The CANVAS study with canagliflozin raised concerns about osteoporosis, prior amputations, severe peripheral artery disease, peripheral neuropathy, and soft tissue ulcers. For patients who have a risk for lower-extremity amputation, they suggest using a GLP-1 receptor agonist as initial treatment. In my opinion, though, we need to individualize this in terms of looking at our patients and at which agent seems best for each of them.

And they talk about heart failure as something that we all need to consider. Those of us who treat lots of patients with type 2 diabetes see lots of heart failure. And the authors suggest that if you look at all of the clinical trials we've done, most of them show that heart failure is a more common outcome than myocardial infarction, stroke, or death. We all know the importance of treating patients to reduce their risk for recurrent episodes of heart failure and hospitalization. I believe that SGLT2 inhibitors, and to some degree the GLP-1 receptor agonists, may be beneficial.

Finally, they discuss data from the heart failure outcomes trials showing that empagliflozin has a benefit—similar to all the other therapies we have—in reducing mortality in patients with heart failure.

Ongoing trials are using SGLT2 inhibitors in patients with heart failure who don't necessarily have diabetes. There are two EMPEROR trials. The sample size in the EMPEROR-Preserved trial (which means preserved left ventricular [LV] function) is around 4000. In the reduced LV function trial, the sample size is 2800. The DAPA Heart Failure trial includes 4500 patients. That trial will likely be reported at the end of 2019, and the EMPEROR trials will probably be reported around the time of the 2020 American Diabetes Association meeting.

Empowering Cardiologists and Other Educators

It's exciting to see this expanded role of SGLT2 inhibitors for the treatment of heart failure. The ACC statement is great because it empowers cardiologists not to be diabetologists, per se, because they're not really thinking about glucose, but to think about the cardiovascular benefits of diabetes medications.

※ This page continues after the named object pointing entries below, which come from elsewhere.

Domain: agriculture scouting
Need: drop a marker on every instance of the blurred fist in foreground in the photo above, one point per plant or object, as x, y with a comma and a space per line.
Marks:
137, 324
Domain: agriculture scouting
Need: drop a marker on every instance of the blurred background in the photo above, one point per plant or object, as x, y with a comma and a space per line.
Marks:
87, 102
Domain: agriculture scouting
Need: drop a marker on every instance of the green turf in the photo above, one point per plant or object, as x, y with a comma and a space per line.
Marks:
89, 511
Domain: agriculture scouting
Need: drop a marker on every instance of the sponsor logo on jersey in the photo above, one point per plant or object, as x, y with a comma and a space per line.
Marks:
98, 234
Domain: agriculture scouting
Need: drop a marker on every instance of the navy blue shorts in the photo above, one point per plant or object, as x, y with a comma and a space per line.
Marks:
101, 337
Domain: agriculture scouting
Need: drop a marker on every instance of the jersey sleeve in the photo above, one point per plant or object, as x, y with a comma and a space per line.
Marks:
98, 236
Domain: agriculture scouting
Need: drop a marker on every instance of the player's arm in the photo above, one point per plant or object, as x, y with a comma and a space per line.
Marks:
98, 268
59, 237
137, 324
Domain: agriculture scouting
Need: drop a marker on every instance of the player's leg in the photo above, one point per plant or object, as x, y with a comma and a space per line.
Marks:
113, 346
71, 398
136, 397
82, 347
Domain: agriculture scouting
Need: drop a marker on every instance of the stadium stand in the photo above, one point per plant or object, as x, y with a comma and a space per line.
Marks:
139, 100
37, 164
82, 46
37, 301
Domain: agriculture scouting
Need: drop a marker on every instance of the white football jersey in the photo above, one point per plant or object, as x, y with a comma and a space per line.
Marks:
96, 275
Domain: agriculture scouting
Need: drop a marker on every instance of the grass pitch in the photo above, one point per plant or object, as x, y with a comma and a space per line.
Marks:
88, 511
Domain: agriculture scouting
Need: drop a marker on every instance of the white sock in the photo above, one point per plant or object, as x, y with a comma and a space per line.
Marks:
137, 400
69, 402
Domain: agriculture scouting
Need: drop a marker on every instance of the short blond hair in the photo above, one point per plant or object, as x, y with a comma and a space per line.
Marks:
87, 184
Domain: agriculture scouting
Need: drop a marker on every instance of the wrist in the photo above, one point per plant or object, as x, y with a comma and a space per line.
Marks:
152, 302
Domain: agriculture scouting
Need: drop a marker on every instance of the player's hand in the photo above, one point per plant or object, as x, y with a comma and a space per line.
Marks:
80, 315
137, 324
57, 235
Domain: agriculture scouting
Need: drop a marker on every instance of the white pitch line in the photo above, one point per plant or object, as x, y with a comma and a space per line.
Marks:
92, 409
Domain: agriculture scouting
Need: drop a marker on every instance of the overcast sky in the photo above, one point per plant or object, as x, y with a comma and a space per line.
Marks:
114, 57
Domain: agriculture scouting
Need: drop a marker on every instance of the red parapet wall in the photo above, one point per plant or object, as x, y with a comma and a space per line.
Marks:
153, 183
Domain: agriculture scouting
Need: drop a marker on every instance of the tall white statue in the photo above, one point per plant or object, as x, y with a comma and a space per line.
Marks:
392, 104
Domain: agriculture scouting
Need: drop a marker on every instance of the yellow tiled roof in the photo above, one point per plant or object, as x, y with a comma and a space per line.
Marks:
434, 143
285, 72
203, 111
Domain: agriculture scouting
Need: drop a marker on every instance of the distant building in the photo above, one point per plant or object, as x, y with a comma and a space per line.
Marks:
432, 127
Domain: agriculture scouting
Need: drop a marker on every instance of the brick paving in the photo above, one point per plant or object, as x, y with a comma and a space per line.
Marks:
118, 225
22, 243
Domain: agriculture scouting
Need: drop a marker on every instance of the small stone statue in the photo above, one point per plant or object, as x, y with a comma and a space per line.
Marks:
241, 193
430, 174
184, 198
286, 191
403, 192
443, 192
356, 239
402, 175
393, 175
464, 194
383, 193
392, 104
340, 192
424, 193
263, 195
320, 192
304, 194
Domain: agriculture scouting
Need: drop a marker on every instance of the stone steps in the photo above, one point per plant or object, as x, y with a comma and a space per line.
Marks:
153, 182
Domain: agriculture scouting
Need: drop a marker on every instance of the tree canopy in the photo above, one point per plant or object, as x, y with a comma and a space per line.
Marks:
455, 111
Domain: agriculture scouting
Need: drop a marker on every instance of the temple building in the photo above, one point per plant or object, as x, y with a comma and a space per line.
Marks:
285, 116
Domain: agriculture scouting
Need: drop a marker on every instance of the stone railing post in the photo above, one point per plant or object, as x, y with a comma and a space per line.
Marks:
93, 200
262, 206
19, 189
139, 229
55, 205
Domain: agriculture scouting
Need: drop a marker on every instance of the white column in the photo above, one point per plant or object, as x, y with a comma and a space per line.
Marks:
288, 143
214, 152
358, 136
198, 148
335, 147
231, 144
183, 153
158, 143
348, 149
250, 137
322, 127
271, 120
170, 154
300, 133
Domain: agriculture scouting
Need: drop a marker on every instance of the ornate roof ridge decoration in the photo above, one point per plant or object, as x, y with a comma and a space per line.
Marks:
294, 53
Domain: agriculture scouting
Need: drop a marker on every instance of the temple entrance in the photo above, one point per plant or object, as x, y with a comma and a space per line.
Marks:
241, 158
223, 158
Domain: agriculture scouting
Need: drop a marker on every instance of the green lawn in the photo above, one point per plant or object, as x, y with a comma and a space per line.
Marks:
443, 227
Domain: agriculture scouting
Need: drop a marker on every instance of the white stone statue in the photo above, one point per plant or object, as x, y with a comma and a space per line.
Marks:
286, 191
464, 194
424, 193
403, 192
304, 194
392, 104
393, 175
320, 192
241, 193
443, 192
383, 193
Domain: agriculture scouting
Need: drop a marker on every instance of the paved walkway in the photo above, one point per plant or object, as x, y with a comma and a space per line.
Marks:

Cardiologists are the perfect persons to start the conversation with a patient who is having an acute event or who is worried about cardiovascular complications. Some cardiologists aren't yet comfortable prescribing these drugs, but I believe that they will become more comfortable over time. They should also prescribe these drugs in conjunction with their primary care colleagues, because frankly, primary care is where patients receive most of their care.

They can also work with certified diabetes instructors, pharmacists, and other types of educators to help patients understand the potential risks, benefits, and side effects of these agents, and to get patients to take them and persist in taking them. There's a lot of help out there.

All of us—primary care providers, educators, pharmacists, cardiologists, and endocrinologists—need to talk about the use of these agents for glucose-lowering as well as improving cardiovascular outcomes in our patients with diabetes and preexisting cardiovascular disease. Thank you.